How do you like your chocolates? Let us know your favorite mix-ins in the comments below!
Sarah Newman, Vegan Chickpea
It's super easy and fun to make your own vegan and keto chocolate fat bombs (it's just 4 ingredients plus salt)! These chocolates are completely sugar free with only 1 net carb per serving, plus are customizable--mix in nuts, seeds, nut butter, coconut or whatever combination of fillings your heart desires.
15 minPrep Time
15 minTotal Time
- 5.3 oz (about 1 1/4 cup) cocoa butter
- 3.5 oz (about 1 1/2 cups) cocoa powder
- 2 tsp Swerve Confectioners Sugar Replacement*
- 1 tsp vanilla
- sea salt
- optional: mix-ins of choice - raw roasted nuts, seeds, dried fruit, coconut, nut butter, coconut butter, etc.
- Melt cocoa butter in a double boiler. Place the cocoa butter in a metal bowl, then let the metal bowl sit on top of a pot of water. Bring water to a simmer, and slowly melt the butter while stirring the butter occasionally with a spatula.
- Pour melted cocoa butter into a large glass measuring cup. (Or any bowl - the cup is easiest for pouring the mixture into the mold later.)
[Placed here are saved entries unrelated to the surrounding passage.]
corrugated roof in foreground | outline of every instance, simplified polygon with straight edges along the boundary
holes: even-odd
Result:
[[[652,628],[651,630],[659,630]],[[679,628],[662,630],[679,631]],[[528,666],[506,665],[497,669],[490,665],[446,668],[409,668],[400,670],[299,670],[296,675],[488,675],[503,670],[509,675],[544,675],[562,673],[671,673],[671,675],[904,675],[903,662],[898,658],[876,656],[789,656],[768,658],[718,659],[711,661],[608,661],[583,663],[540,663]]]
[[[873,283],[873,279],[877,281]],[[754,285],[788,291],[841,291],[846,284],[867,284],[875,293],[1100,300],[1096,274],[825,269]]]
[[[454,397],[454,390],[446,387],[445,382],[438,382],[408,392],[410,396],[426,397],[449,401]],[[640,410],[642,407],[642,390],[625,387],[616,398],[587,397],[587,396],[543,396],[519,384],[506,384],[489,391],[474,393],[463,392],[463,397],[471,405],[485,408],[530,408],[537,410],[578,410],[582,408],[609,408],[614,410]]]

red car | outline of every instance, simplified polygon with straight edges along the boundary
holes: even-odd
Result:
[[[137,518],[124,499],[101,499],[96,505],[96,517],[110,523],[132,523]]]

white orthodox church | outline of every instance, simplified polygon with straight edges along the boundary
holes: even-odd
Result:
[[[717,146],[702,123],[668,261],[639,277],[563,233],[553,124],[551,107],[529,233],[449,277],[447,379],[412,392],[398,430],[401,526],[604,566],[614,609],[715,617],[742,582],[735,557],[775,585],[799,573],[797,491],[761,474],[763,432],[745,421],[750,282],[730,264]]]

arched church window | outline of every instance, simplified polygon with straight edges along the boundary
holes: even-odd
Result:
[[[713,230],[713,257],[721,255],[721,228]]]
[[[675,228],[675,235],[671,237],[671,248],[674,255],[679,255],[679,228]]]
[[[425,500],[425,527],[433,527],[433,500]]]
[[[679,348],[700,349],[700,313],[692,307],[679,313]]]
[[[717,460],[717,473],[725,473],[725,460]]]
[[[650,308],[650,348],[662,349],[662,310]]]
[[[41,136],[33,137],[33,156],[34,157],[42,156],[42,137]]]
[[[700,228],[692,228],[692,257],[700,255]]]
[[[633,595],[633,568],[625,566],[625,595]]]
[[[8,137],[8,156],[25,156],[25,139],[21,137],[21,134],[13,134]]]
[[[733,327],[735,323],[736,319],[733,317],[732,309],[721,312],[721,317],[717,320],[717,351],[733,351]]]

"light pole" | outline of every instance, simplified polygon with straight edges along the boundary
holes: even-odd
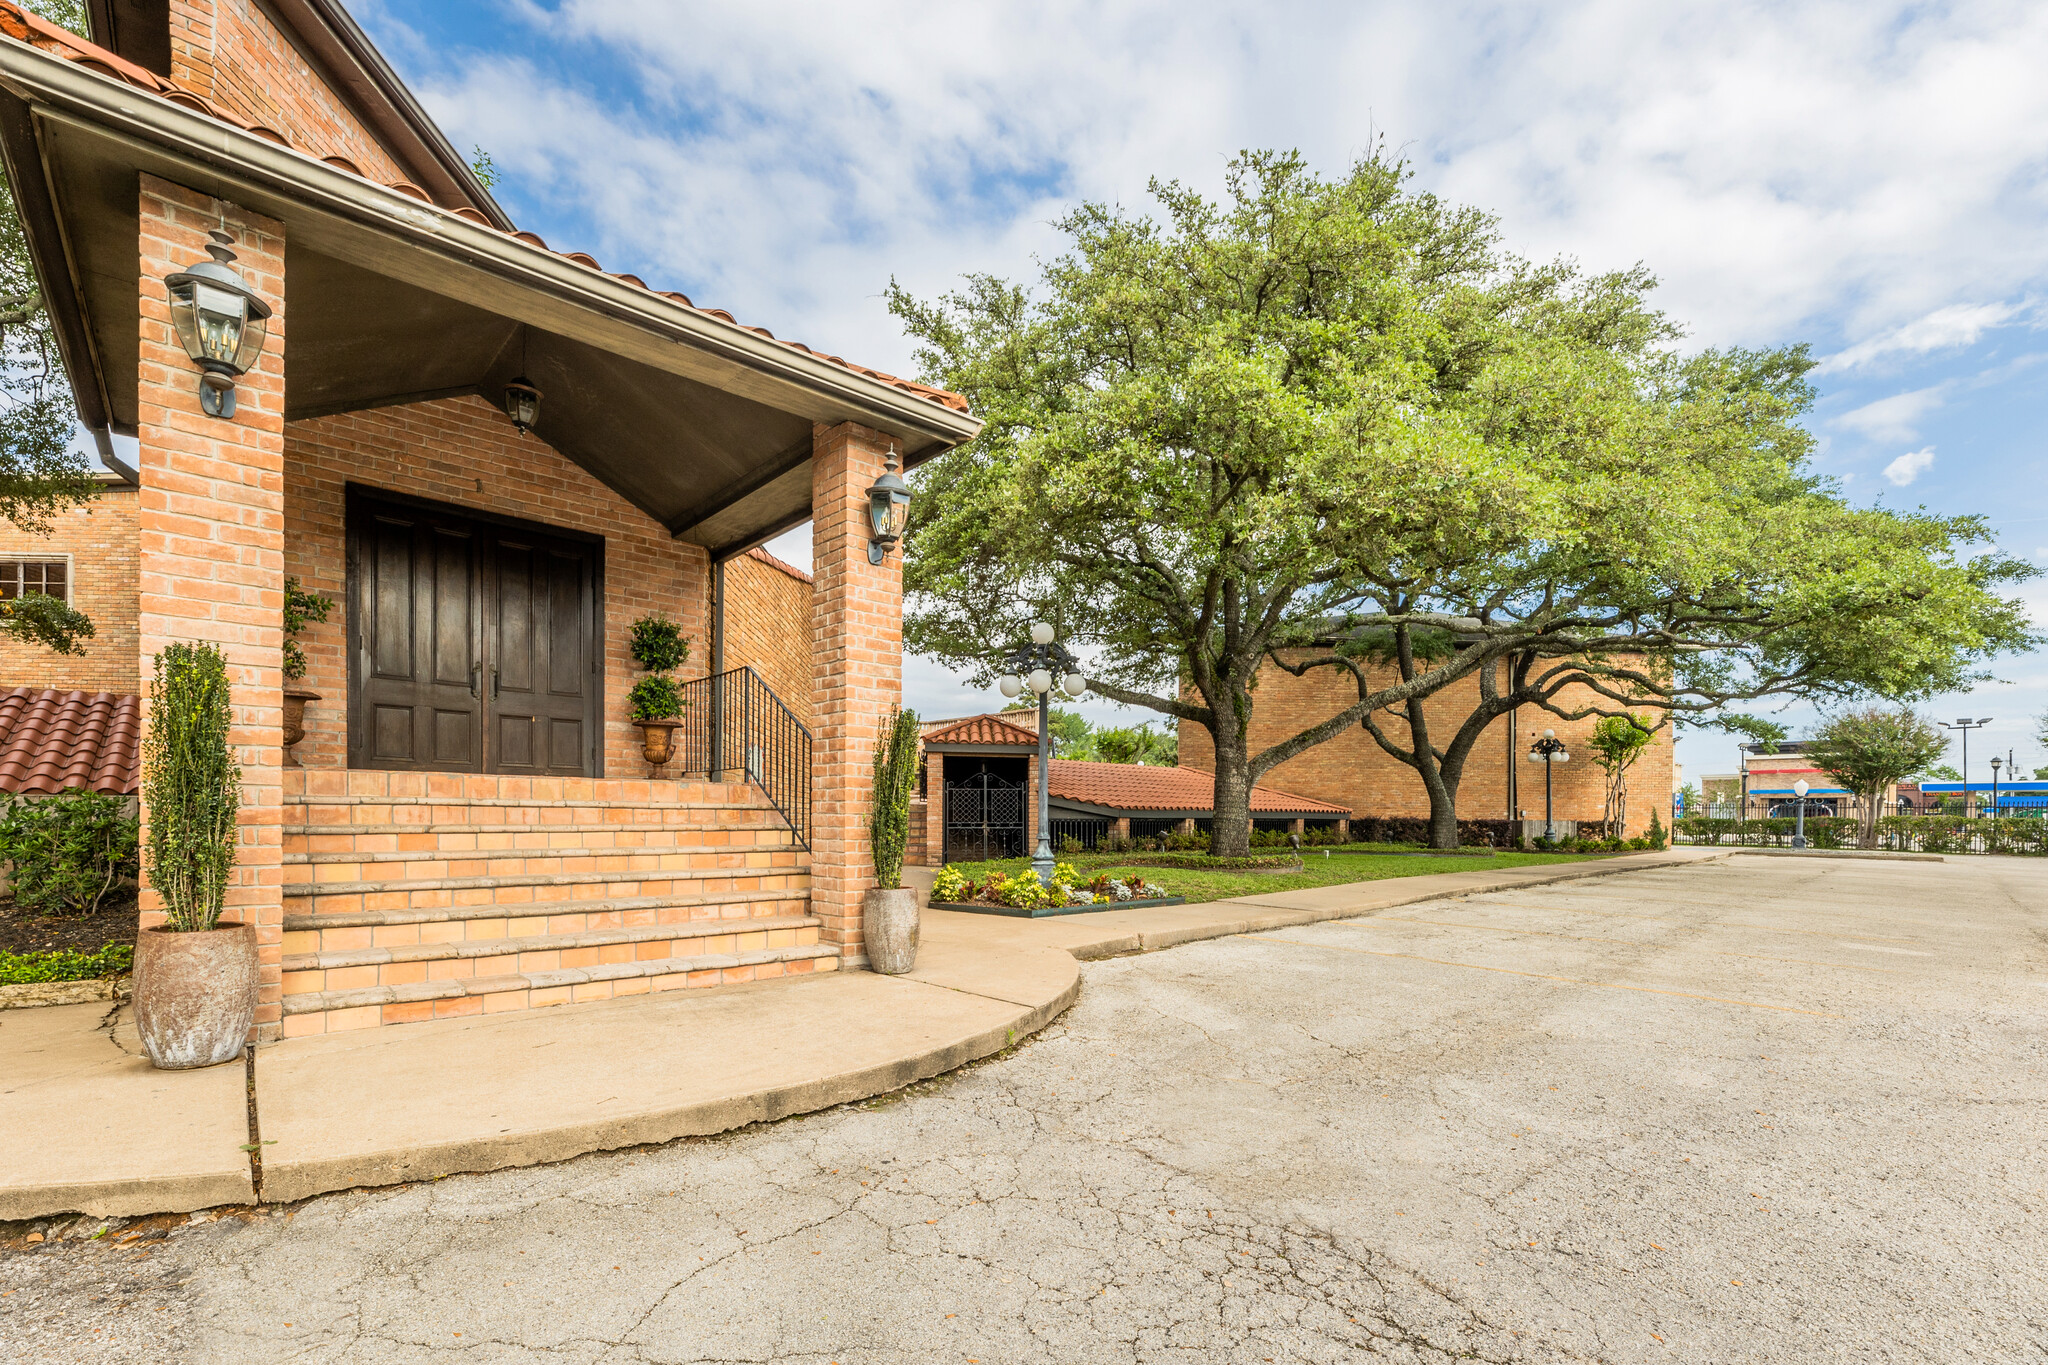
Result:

- Add cocoa powder, Swerve Confectioner's Sugar Replacement*, vanilla extract and a couple pinches of sea salt. Whisk together with melted cocoa butter.
- Place a 24-count silicone mold onto a baking sheet or tray for easier transport to the fridge. Add any mix-ins you like. You may use roasted hazelnuts, shredded unsweetened coconut, and some with about 1/2 teaspoon of peanut butter or almond butter.**
- Pour the chocolate mixture evenly into the molds, about 1 tablespoon per circle. If you love sea salt, top each chocolate circle with a sprinkle of Himalayan pink sea salt for salted chocolates.
- Transfer to the fridge and let it sit for 2-3 hours. If you're impatient, you can chill in the freezer instead, but the texture of the chocolate from the fridge is ideal.
*Note that this recipe is for dark chocolate, which means it may be bitter for some. For sweeter chocolate, add more sweetener. You can taste the chocolate at the liquid stage and sweeten to taste at that time.
**If using nut butters, either swirl the nut butter into the chocolate with a fork, or layer in between the chocolate (i.e. pour half the chocolate, layer in the nut butter, then top with the remaining half. If you put it on the bottom, the nut butter won't integrate into the chocolate. OR simply omit the nut butter and add it on top when serving!